COUNTER-MAPPING THE EUROPEAN GOVERNMENTALITY OF HUMAN MOBILITY: MIGRANTS’ STRUGGLES, PRACTICES OF RESISTANCE, AND REGIMES OF DISCURSIVITY
In this presentation I will use Foucault’s toolbox to come to grips with the stakes involved in the political technology that is presently hinged to the governing of migration in Europe, analyzing at the same time how such a governmental rationality is radically challenged by migrants’ struggles. My analytical approach consists in questioning at the very root the idea that human mobility is something to be governed, and, at the same time, in considering the migratory issue as a “political laboratory” to be analyzed within the broader regime of the governmentality of human mobility.

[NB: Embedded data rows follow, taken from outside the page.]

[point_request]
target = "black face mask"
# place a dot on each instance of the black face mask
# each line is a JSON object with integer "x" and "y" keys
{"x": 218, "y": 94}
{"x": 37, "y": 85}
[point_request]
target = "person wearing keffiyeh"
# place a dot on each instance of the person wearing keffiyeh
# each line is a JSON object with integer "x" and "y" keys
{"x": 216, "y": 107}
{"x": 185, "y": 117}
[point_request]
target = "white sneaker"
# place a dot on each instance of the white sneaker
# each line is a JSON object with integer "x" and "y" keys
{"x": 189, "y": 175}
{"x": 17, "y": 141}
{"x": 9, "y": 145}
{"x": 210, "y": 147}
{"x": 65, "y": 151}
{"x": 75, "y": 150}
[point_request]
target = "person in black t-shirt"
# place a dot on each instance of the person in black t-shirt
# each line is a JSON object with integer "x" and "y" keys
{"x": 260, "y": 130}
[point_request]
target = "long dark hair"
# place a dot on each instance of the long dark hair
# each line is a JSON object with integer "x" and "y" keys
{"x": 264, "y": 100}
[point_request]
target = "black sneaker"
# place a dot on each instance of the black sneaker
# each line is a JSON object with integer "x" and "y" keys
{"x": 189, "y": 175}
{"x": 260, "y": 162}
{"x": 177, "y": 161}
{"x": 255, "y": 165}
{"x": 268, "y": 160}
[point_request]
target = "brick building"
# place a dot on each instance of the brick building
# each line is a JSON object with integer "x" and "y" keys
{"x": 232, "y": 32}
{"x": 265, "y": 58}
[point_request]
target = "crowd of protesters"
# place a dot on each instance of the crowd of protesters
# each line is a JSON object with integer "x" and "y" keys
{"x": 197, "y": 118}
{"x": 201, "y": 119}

Rather than testing the Foucaultian grid of analysis by referring it to domains Foucault never dealt with, my point is to use some of his conceptual categories because of the “effects of reality” they can produce in our present. I will start by relating my topic to the activities of the Groupe d’information sur les prisons (co-founded by Foucault in 1971), to see the extent to which it may be useful to understand how to connect the issue of migrations to other social struggles over mobility. As a second step, I will explain why the categories of governmentality and practices of resistance can constitute the main analytical grid of intelligibility for framing migrants’ movements and highlighting their relative autonomy with respect to power. Finally, I will conclude by making an inroad to the practices of counter-mapping in order to show how undocumented migrants challenge both the politics of knowledge and the western political categories, overturning the centrality of visibility as the main axis of the political.